Senate Minority Leader Chuck Schumer on Wednesday warned Supreme Court Justices Neil Gorsuch and Brett Kavanaugh that they will “pay the price” if they take a position he disagrees with in deciding a case that addresses the credentials required for doctors who perform abortions.
“I want to tell you, Gorsuch. I want to tell you, Kavanaugh. You have released the whirlwind, and you will pay the price,” Schumer told a cheering crowd of abortion-rights advocates in front of the Supreme Court.
“You won’t know what hit you if you go forward with these awful decisions,” the New York Democrat added.
“I want to tell you Gorsuch. I want to tell you Kavanugh. You have released the whirlwind, and you will pay the price!”
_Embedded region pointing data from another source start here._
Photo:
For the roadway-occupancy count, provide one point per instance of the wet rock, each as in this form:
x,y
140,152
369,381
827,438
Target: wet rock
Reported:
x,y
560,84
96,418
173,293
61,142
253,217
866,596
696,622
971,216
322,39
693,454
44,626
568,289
— Chuck Schumer at a pro-choice rally near SCOTUS as the court hears arguments about Louisiana’s abortion lawpic.twitter.com/lguWx4mwkD
— JERRY DUNLEAVY (@JerryDunleavy) March 4, 2020
A spokesman for Schumer said the minority leader’s comments were a “reference to the political price” Republicans will pay for putting Gorsuch and Kavanaugh on the court, as well as a warning that the justices will inspire a “major grassroots movement on the issue of reproductive rights against the decision.”
The Supreme Court on Wednesday took up June Medical Services v. Russo, which considers the constitutionality of a 2014 Louisiana law requiring doctors who perform abortions to obtain admitting privileges at a hospital within 30 miles of their clinic, a credential many abortionists do not have. According to critics of the law, it threatens to shut down all but one abortion clinic in Louisiana, which sees roughly 10,000 abortions every year.
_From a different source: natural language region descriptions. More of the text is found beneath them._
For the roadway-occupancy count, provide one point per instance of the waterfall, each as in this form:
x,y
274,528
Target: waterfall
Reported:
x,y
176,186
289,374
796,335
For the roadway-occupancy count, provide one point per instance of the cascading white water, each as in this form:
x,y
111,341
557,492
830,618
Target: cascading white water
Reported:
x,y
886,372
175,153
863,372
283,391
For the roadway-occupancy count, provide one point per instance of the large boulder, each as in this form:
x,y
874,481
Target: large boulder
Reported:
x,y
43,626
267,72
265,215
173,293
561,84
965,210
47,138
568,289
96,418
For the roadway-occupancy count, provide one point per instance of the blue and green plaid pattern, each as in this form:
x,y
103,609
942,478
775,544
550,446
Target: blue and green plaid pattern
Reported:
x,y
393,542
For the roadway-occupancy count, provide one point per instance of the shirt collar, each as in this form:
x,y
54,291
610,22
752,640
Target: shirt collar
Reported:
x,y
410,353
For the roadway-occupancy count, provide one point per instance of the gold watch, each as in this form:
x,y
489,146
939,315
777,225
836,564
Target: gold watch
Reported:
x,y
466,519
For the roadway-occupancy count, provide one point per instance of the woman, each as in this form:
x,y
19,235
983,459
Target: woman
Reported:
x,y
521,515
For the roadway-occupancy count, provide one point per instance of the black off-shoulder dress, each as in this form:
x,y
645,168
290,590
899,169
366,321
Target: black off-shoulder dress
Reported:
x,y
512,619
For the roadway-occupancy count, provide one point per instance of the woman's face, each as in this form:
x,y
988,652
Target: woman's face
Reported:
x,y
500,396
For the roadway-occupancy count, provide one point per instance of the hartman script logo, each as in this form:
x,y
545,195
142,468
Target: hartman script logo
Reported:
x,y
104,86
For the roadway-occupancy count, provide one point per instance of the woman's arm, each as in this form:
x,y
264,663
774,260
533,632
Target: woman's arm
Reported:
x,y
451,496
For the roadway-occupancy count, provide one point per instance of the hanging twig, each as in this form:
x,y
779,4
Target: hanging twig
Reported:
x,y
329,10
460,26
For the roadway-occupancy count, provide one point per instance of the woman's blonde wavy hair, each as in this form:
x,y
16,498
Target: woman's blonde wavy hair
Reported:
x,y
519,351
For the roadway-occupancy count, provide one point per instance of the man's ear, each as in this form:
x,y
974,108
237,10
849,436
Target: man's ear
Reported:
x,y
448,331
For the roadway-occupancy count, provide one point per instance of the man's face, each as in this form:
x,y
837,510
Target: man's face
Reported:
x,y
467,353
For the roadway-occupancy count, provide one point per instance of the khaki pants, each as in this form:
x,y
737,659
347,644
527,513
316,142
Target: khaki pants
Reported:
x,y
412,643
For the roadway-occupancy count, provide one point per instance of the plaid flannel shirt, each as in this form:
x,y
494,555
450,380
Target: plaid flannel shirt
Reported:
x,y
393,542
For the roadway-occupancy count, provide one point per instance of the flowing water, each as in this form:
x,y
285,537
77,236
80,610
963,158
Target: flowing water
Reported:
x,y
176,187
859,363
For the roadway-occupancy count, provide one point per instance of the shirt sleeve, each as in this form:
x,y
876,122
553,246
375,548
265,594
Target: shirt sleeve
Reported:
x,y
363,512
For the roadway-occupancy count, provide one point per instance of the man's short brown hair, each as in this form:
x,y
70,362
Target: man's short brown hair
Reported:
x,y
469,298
The Unsafe Abortion Protection Act was introduced by Democratic state senator Katrina Jackson, who told National Review she considers her bill “a health-standard law” that is “very common sense.”
“Basically, Louisiana, unknowingly to us, had a lower standard of care for women who elected to have abortions in some places,” Jackson said. “And so what we did was make sure that that standard of health care that we established in Louisiana for years also applied to abortion.”
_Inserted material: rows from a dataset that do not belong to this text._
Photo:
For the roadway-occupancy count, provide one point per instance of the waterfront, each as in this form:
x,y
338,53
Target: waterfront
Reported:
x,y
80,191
The Fifth Circuit Court of Appeals ruled in favor of the law in September. The Supreme Court will consider whether to allow the lower court’s ruling to stand or whether the law conflicts with Whole Woman’s Health v. Hellerstedt, the 2016 Supreme Court precedent ruling that Texas cannot restrict abortion in a way that creates an undue burden for women seeking abortions.
Pro-life advocates hailed the law as well as the Supreme Court’s decision to take up the case, the first the court has agreed to consider that deals with abortion rights since Kavanaugh and Gorsuch were confirmed as justices.
“Louisiana’s abortion businesses have a long and well-documented history of serious health and safety violations that have systematically placed women and girls at risk,” said Marilyn Musgrave, the pro-life Susan B. Anthony List’s vice president of government affairs.
“The state has an obligation to regulate these businesses just as they regulate all other ambulatory surgical centers,” Musgrave added. “It is disingenuous for anyone to claim they care about women and yet actively work to lower the bar on women’s health and safety.”
“Women deserve this very basic care and respect,” said Jeanne Mancini, president of the March for Life. “Abortion shouldn’t be given a pass on health regulations and oversight.”